Predicting forwards' salaries

Hockey Outsider · Jan 4, 2021

Objective & scope

I wanted to see if it's possible to develop a model that predicts the salaries of restricted free agents ("RFA") and unrestricted free agents ("UFA"). As always, my goal is to present data in a way that's objective, transparent, and (hopefully) interesting.

Parameters

My analysis is based on the 2019 off-season, and I'm limiting it to forwards who played at least one NHL game in the prior season (2018-19). There were 134 such forwards (64 RFA's and 90 UFA's). The median number of games that these forwards played in the previous season was 68.

I excluded goalies because there aren't many transactions, so we'd run into sample size issues. I excluded defensemen because defense isn't particularly well-measured statistically, and would therefore be more difficult to capture in a formula.

Note that I'm trying to predict "incremental" salary - that is, salary over the NHL minimum of $700K. For example, Par Lindholm's contract had a cap hit of $850K, so his incremental salary is $150K.

Hockey Outsider · Jan 4, 2021

Why bother?

Someone might ask me why I'm bothering to do this, since hockey-graphs.com ("HG") has done their own analysis (link - Projecting NHL Skater Contracts for the 2019 Offseason). My response is three-fold:

1. HG published their results, but they didn't disclose the actual formula. That's like climbing a mountain, and not taking a picture at the top. For me, knowing how the method works is as important as knowing the result.

2. The biggest difference in our approaches is I'm only trying to predict the average cap hit, and HG is trying to predict both the average cap hit and the contract length. The reason I'm not bothering to model both is because cap hit and contract length are highly correlated (R = 0.81). Generally, players who are good enough to get a high salary can pressure their team to give them the security of a lengthy contract. Players who are earning below the league average, as a general rule, get shorter contracts, because they're replaceable. Reviewing the results of HG's model, they do a far better job predicting contract value compared to contract length. I wondered if their results would be stronger if they dropped contract length (since it's not particularly well-modelled as it is, and having two dependent variables that are highly corellated with each other creates challenge in the modelling).
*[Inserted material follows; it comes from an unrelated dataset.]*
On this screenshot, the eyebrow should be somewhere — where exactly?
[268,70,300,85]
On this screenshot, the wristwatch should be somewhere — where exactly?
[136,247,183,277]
3. HG's model is far more complex than mine. This wasn't my main objective, but I wanted to see how much accuracy is lost in doing a much simpler approach. This method took me about three hours to put together (the write-up took another three hours, give or take). I understand their methodology, but it would probably take me ~40 hours to replicate their results. If I was an NHL owner, of course I'd want my staff to do the most comprehensive analysis possible. But, as a fan, I wonder how much accuracy is really gained by using a much more convoluted method.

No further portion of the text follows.